Answer to Problem 2E

the acceleration is zero when time t is greater than $3\sqrt{3}\sec$ and the acceleration is negative when time t is less than $3\sqrt{3}\sec$.

Explanation of Solution

Calculate the time when particle is speeding up and slowing down.

Substitute 0 for $f"\left(t\right)$ in the equation $f"\left(t\right)=\frac{18t\left(t^2-27\right)}{{\left(t^3+9\right)}^3}$.
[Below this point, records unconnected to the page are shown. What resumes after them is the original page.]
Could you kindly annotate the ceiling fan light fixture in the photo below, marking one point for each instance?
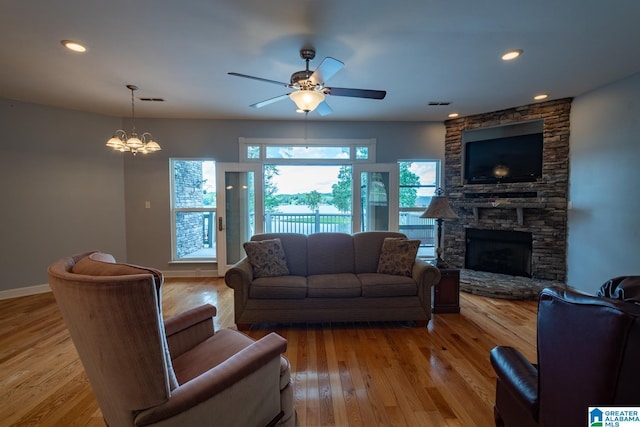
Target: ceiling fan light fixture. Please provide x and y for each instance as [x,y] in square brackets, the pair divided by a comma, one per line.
[511,55]
[73,45]
[306,100]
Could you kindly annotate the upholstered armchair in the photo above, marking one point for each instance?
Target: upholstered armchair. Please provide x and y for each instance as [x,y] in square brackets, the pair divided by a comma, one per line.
[588,353]
[148,372]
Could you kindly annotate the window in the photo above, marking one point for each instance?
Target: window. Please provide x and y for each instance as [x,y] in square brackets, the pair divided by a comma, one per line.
[418,182]
[193,210]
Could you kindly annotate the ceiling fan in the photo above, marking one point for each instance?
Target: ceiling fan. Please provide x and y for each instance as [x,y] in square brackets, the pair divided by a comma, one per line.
[308,87]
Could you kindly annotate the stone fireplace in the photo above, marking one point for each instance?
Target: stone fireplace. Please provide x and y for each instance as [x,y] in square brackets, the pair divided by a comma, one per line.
[498,251]
[537,209]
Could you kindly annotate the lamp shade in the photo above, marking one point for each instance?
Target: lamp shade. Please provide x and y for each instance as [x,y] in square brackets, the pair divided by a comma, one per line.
[439,208]
[307,100]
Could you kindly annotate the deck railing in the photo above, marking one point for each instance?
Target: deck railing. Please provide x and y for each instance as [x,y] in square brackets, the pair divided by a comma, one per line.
[307,223]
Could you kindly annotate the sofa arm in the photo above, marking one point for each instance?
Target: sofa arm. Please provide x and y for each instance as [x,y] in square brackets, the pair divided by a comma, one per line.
[239,278]
[216,380]
[518,376]
[426,276]
[188,329]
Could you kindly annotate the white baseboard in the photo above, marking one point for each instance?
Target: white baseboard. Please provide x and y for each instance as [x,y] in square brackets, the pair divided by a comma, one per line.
[21,292]
[190,273]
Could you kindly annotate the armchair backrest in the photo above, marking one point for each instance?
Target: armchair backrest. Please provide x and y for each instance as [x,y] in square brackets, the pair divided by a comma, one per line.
[114,317]
[588,352]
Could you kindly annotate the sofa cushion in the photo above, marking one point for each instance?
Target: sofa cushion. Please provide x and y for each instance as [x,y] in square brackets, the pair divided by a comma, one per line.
[397,256]
[330,253]
[387,285]
[267,258]
[333,285]
[282,287]
[367,246]
[295,248]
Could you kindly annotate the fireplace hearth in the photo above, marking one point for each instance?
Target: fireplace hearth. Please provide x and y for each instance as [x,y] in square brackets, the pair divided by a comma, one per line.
[499,251]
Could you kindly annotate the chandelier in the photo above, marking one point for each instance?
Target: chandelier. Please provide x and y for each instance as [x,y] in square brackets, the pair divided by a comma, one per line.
[122,142]
[306,100]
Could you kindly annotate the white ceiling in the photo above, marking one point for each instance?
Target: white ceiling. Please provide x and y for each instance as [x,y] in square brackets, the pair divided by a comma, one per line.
[417,50]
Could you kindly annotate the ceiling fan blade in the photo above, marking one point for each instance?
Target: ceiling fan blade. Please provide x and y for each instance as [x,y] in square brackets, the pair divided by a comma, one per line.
[269,101]
[327,68]
[324,109]
[355,93]
[260,79]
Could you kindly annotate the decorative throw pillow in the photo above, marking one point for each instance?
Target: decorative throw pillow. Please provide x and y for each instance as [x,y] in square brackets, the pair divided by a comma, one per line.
[267,258]
[397,256]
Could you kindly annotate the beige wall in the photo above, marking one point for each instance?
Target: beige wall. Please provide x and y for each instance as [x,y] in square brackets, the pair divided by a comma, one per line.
[61,191]
[604,224]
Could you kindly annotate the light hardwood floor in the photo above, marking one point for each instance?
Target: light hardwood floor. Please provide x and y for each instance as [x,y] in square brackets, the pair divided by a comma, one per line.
[367,374]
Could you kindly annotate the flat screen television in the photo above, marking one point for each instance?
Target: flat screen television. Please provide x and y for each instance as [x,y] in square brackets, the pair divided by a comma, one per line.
[508,159]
$\begin{array}{l}0=\frac{18t\left(t^2-27\right)}{{\left(t^3+9\right)}^3}\\ t^2-27=0\\ t=\sqrt{27}\\ t=3\sqrt{3}\sec \end{array}$

Substitute $1\sec$ for $t$ in the equation $f"\left(t\right)=\frac{18t\left(t^2-27\right)}{{\left(t^3+9\right)}^3}$.

$\begin{array}{c}f"\left(1\right)=\frac{18\times \left(1\right)\left({\left(1\right)}^2-27\right)}{{\left({\left(1\right)}^3+9\right)}^3}\\ =-0.468<0\end{array}$

Substitute $4\sec$ for $t$ in the equation $f"\left(t\right)=\frac{18t\left(t^2-27\right)}{{\left(t^3+9\right)}^3}$.

$\begin{array}{c}{f}^{"}\left(4\right)=\frac{18\times \left(4\right)\left({\left(4\right)}^2-27\right)}{{\left({\left(4\right)}^3+9\right)}^3}\\ =0\end{array}$

Therefore, the acceleration is zero when time t is greater than $3\sqrt{3}\sec$ and the acceleration is negative when time t is less than $3\sqrt{3}\sec$.